Crude oil futures finished higher on Tuesday as the latest OPEC monthly report revealed a decrease in production last month, according to Bloomberg MarketWatch.
October West Texas Intermediate crude oil gained 16 cents, or 0.3%, to settle at $48.23 a barrel on the New York Mercantile Exchange.
On the ICE Futures Europe Exchange, November Brent crude, the global benchmark, added 43 cents, or 0.8%, to end trading at $54.27 a barrel.
In a monthly report released Tuesday, OPEC indicated that August output fell by 79,000 barrels a day to 32.76 million.
Production had been on the rise over the summer, raising concerns that OPEC’s production cut deal wasn’t working.

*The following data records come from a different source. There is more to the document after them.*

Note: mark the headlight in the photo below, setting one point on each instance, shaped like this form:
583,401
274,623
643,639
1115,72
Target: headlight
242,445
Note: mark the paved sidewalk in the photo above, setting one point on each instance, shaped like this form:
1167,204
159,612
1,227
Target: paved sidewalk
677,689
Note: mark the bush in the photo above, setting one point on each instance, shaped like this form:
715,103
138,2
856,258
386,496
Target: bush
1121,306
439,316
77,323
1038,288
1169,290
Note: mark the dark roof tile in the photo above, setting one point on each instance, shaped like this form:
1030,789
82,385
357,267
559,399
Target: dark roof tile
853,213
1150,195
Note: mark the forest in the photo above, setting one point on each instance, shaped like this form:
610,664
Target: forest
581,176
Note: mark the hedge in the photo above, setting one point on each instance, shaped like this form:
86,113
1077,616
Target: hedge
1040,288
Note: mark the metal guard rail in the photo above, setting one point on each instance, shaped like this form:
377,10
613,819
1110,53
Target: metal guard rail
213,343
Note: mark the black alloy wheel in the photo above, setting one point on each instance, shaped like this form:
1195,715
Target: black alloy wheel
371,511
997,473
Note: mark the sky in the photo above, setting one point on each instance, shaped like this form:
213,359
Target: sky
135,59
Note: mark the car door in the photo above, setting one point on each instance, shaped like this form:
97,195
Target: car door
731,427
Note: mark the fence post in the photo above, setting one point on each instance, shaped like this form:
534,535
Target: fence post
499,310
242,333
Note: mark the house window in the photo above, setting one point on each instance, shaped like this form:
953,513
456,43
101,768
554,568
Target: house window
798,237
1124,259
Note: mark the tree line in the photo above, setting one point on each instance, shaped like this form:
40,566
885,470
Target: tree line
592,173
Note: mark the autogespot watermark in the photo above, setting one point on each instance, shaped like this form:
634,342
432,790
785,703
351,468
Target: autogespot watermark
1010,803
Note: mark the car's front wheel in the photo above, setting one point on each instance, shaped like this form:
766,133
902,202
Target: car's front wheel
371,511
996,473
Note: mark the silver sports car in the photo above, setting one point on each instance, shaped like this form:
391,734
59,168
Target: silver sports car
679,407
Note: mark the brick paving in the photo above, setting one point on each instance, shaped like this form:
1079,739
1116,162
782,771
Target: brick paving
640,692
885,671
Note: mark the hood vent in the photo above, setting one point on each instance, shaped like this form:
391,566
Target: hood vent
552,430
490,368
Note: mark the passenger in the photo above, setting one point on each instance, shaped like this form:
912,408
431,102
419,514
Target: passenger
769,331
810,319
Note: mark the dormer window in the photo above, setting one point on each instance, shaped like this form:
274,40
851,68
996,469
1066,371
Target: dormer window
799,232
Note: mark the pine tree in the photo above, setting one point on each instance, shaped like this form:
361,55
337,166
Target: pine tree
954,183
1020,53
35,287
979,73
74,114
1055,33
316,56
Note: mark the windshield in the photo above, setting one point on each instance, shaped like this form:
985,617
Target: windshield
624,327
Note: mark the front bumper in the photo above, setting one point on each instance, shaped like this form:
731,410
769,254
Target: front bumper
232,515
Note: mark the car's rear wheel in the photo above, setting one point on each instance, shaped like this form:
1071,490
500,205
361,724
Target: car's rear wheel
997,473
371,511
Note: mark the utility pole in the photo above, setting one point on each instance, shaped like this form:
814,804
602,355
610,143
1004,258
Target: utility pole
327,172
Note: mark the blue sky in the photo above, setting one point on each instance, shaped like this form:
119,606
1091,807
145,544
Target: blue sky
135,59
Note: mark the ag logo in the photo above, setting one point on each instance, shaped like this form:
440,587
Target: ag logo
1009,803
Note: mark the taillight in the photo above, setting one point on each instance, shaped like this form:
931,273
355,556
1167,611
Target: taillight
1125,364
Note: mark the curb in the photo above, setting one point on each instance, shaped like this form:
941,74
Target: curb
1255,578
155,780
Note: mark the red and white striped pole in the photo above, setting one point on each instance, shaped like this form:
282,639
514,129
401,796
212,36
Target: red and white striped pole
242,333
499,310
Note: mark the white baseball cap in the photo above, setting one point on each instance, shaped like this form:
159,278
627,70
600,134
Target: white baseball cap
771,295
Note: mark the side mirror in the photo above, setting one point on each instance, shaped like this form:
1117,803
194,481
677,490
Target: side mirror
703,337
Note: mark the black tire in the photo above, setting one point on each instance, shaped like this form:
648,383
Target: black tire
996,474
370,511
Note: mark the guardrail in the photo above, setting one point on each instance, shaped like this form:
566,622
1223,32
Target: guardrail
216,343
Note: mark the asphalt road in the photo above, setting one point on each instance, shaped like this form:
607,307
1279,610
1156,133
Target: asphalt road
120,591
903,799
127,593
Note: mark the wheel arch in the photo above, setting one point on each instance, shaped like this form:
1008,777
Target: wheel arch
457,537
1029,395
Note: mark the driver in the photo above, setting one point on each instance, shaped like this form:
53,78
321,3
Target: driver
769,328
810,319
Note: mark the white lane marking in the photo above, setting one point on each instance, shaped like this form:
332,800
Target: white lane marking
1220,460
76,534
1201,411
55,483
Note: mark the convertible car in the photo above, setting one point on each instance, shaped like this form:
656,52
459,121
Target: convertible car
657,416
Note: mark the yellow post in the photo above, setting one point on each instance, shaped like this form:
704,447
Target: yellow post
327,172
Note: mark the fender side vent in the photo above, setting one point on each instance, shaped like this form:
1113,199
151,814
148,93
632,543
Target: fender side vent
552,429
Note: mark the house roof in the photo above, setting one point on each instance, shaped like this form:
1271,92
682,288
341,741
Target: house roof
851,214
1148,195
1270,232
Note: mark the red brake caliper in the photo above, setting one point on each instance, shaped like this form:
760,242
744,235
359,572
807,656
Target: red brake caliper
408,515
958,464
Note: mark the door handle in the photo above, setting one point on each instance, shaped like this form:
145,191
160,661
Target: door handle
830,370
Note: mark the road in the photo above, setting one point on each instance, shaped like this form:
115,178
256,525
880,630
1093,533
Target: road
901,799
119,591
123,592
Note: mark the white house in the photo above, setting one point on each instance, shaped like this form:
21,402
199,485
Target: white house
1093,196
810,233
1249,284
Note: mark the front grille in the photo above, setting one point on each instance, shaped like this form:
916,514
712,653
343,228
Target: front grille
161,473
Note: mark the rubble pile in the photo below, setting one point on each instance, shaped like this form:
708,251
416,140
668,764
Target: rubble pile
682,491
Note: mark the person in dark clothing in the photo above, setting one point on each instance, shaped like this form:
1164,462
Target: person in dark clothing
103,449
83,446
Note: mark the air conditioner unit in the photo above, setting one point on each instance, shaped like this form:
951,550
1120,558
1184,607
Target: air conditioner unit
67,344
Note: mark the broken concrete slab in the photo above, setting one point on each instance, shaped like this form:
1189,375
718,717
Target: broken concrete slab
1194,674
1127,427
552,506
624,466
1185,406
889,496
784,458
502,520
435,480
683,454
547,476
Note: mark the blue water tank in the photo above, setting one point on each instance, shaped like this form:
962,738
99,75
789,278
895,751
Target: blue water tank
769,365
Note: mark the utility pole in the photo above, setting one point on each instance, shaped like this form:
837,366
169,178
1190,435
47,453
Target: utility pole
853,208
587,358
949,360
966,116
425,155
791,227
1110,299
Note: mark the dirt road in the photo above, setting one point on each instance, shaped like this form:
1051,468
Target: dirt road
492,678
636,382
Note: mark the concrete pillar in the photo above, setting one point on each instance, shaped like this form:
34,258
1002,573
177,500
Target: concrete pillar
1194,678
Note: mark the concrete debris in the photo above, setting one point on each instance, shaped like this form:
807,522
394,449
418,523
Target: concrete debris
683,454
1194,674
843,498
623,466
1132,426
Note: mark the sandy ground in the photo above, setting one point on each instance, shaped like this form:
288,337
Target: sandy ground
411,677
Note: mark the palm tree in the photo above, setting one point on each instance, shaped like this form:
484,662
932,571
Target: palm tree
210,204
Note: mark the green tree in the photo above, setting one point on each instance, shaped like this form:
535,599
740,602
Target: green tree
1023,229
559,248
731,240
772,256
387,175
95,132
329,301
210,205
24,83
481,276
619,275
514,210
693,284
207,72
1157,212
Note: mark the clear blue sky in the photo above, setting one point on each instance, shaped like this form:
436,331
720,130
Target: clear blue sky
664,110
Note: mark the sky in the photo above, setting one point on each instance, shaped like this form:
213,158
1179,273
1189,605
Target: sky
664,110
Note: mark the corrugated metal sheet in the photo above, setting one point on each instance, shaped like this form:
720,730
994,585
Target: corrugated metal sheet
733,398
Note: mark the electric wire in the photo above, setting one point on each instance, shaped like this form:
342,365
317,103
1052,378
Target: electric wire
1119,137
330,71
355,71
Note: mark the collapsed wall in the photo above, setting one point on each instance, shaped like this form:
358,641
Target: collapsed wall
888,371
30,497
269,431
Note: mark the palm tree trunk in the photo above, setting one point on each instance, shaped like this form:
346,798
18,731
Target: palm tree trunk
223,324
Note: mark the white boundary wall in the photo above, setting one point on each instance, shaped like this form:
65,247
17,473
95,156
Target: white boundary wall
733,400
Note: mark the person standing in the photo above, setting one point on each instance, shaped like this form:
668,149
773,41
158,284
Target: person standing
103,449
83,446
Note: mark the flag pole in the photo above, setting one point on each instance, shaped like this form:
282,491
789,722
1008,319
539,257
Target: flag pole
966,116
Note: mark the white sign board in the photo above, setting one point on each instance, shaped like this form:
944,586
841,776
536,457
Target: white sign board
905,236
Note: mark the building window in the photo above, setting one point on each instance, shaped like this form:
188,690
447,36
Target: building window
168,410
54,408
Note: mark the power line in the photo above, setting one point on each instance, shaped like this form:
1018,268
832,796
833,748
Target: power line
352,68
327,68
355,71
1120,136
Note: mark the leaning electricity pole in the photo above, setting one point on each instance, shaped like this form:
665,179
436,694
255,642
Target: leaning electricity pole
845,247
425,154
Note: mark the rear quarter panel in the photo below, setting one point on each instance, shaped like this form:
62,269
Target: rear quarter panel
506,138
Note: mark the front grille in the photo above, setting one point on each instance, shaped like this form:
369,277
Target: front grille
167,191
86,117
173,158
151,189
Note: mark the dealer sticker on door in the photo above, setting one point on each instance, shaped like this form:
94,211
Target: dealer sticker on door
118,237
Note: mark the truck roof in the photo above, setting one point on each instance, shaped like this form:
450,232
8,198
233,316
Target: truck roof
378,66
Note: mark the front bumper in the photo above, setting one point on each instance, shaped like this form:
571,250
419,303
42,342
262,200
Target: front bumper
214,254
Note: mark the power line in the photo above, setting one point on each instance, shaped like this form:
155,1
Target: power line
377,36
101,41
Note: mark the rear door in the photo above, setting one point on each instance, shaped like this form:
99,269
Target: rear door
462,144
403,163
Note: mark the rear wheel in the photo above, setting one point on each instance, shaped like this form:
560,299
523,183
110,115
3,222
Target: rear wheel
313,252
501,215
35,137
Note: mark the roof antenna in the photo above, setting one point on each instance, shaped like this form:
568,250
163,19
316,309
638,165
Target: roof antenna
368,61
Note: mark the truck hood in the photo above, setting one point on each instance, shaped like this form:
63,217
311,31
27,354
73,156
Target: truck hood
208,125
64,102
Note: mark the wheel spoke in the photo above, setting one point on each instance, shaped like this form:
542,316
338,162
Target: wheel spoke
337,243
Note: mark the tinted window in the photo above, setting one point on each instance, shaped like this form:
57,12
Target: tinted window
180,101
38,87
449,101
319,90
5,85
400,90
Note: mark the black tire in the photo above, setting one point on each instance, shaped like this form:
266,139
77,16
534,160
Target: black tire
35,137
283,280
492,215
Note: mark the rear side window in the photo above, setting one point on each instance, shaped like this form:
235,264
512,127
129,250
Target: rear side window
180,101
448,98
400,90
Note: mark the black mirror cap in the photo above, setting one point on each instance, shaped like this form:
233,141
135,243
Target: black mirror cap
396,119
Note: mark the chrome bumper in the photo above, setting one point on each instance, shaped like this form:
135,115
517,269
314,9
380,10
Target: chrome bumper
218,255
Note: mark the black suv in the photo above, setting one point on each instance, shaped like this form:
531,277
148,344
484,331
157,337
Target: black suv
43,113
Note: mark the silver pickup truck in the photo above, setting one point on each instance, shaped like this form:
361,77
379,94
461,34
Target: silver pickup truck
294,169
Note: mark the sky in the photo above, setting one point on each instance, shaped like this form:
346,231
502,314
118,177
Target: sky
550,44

Saudi Arabia has been debating whether to extend the cartel’s agreement after it expires next March.
The Energy Information Administration said in its monthly report that domestic crude output in the Gulf of Mexico is estimated to have fallen by 70,000 barrels a day to 1.6 million barrels in August from a month earlier due to disruptions caused by Hurricane Harvey. The EIA also reduced its expectations for 2017 and 2018 total U.S. crude oil production.
Several refineries along the Gulf Coast were knocked offline by the hurricane, prompting a significant rise in crude stockpiles for the week ending September 1, according to EIA data.
The EIA will issue an update for the week ending September 8 on Wednesday morning. The American Petroleum Institute will release its weekly inventory report late Tuesday. Analysts polled by S&P Global Platts expect the EIA to report a climb of 10.1 million barrels in crude supplies.
October natural gas rose 5.1 cents, or 1.7%, to settle at $3.001 per million British thermal units on the New York Mercantile Exchange.
Gulf Coast oil refineries that suffered damage from Hurricane Harvey are gradually returning to full capacity. Hurricane Irma, which made landfall in Florida over the weekend, turned out to be less damaging to the energy industry than expected, resulting in higher future prices on Monday.